OfxDateTime parses the OFX datetime format with right-truncation and timezone offsets:

// Date only
let dt: ofx_rs::types::OfxDateTime = "20230115".parse().unwrap();

// Full datetime with timezone
let dt: ofx_rs::types::OfxDateTime = "20230115120000[-5:EST]".parse().unwrap();

Error Handling

All errors are structured and non-panicking. The top-level OfxError enum distinguishes three failure categories:

  • OfxError::Header -- The OFX header is missing, malformed, or contains an unrecognized version or security level.
  • OfxError::Xml -- The XML body is malformed, a required element is missing, or an element contains invalid content.
  • OfxError::Aggregate -- A required field within an OFX aggregate (like a transaction missing its FITID) is absent.

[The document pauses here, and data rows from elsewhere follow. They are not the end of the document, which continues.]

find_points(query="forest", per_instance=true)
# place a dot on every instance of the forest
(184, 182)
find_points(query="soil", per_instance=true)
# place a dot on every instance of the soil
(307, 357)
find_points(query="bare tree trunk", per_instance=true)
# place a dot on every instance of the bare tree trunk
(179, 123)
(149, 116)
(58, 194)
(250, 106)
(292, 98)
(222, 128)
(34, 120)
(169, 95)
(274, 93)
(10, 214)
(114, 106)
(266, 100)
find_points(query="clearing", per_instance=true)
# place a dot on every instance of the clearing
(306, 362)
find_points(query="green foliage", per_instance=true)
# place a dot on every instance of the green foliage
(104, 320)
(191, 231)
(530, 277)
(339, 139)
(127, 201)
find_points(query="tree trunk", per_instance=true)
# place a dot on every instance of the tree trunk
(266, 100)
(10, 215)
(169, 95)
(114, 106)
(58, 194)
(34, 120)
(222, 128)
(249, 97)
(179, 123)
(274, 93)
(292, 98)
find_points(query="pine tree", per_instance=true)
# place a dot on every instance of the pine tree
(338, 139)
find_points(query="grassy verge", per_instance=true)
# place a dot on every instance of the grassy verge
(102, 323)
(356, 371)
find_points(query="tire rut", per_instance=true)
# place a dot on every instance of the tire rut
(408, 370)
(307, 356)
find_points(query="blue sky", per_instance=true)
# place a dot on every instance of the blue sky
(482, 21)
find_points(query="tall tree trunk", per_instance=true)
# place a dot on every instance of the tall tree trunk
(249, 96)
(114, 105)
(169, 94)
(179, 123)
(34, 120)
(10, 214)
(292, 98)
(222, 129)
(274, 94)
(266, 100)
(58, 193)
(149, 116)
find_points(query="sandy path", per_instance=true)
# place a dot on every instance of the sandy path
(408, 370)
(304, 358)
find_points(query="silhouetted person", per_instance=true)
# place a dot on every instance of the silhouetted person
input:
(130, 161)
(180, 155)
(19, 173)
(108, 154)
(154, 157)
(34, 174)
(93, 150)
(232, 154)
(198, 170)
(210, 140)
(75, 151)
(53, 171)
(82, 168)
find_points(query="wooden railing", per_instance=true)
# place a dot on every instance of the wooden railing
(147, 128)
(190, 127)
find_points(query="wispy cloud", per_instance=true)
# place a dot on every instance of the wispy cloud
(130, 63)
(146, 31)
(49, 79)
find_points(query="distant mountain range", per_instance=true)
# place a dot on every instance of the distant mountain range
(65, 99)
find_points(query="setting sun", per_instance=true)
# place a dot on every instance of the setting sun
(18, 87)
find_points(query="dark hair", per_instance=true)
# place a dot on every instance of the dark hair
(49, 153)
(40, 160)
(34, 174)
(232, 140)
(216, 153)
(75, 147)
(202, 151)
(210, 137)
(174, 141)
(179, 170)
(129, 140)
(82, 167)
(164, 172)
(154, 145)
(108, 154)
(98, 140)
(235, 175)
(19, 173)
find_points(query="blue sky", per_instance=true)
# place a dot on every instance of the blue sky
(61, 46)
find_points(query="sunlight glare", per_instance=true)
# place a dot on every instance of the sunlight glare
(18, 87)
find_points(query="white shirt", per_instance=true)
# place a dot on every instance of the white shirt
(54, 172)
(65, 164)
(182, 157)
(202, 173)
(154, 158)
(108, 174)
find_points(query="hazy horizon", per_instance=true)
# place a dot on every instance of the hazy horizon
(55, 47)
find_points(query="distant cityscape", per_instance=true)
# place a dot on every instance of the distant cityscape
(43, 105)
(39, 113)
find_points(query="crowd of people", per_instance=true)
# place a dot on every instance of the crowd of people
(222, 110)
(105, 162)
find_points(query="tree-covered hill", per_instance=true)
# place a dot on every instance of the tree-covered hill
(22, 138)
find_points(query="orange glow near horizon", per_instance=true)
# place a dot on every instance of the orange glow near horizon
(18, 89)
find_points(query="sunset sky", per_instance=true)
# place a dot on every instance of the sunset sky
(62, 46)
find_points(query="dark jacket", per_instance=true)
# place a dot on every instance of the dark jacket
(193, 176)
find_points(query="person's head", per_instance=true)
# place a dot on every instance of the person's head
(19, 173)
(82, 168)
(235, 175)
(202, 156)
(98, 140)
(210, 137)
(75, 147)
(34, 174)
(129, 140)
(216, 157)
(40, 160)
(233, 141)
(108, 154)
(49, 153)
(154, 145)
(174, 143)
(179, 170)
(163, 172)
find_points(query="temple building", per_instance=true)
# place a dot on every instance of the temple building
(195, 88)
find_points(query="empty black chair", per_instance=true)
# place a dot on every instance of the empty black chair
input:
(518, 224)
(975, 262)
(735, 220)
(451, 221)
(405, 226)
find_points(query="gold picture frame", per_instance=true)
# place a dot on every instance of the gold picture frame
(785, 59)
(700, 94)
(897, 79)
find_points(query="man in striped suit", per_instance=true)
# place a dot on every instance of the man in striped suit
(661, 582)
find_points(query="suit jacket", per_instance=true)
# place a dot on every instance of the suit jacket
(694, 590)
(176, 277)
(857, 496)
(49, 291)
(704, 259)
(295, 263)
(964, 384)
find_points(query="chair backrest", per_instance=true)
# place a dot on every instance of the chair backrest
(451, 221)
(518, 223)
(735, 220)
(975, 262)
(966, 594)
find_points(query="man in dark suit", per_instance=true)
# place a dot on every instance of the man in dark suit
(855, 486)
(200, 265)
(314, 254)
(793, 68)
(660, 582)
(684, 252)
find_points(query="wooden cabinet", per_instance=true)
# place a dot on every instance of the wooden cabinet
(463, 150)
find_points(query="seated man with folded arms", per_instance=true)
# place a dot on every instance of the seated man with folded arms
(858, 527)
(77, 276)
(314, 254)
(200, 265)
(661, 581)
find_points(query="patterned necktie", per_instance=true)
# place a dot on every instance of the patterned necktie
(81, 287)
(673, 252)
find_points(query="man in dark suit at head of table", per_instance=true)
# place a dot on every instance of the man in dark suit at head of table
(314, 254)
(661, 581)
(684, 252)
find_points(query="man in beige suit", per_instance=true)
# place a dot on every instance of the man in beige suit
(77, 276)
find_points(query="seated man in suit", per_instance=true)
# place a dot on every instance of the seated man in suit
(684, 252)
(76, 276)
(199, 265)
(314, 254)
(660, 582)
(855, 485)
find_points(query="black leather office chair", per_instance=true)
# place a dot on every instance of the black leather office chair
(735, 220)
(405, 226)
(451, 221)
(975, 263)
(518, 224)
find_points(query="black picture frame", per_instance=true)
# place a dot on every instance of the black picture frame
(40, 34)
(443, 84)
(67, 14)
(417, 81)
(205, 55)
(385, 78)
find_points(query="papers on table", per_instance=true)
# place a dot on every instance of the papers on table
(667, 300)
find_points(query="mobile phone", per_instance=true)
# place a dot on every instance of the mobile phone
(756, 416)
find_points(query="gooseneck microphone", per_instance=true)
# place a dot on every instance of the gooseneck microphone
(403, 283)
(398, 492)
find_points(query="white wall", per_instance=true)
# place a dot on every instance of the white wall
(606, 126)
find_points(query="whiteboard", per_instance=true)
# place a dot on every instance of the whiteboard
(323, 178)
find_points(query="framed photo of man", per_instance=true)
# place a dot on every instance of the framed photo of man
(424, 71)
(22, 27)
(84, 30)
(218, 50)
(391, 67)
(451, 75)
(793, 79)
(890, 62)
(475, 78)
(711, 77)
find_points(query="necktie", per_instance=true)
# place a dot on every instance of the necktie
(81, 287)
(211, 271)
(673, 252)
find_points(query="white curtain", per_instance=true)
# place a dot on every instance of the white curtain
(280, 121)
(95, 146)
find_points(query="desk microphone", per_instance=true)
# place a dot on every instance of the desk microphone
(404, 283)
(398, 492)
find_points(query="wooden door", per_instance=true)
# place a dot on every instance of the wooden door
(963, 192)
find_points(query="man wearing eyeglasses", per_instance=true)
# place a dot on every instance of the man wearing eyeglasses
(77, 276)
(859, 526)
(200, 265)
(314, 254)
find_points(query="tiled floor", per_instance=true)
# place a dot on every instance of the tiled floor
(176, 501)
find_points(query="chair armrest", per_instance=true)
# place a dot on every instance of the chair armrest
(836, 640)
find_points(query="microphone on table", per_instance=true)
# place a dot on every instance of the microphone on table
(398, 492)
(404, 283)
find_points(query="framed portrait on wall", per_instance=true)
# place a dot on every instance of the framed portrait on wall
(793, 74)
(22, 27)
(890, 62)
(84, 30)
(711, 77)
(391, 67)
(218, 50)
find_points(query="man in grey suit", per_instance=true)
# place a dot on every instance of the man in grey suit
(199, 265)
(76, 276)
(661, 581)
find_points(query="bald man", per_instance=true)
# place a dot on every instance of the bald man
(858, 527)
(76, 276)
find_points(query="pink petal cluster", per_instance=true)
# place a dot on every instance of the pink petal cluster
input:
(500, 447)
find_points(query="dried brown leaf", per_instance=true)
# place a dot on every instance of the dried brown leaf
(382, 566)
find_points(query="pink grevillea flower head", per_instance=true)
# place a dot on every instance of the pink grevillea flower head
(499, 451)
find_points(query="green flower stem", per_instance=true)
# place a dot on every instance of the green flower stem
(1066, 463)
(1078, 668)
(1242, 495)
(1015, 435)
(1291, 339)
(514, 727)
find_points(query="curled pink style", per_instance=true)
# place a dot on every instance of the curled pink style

OfxError and its inner types are marked #[non_exhaustive], so match statements require a wildcard arm. Each variant provides specific context about what went wrong and where:

use ofx_rs::{parse, OfxError};

match parse(input) {
    Ok(doc) => { /* use document */ }
    Err(OfxError::Header(e)) => eprintln!("Bad header: {e}"),
    Err(OfxError::Xml(e)) => eprintln!("XML error: {e}"),
    Err(OfxError::Aggregate(e)) => eprintln!("Aggregate error: {e}"),
    Err(e) => eprintln!("Other error: {e}"),
}

Dependencies

ofx-rs depends on three crates, chosen for correctness over convenience:

  • quick-xml -- Fast, zero-copy XML parsing
  • rust_decimal -- Exact decimal arithmetic for financial amounts
  • time -- Date and time handling with timezone support

No runtime, no async, no macros, no build scripts.

Minimum Supported Rust Version

This crate uses edition = "2024" and requires Rust 1.85 or later.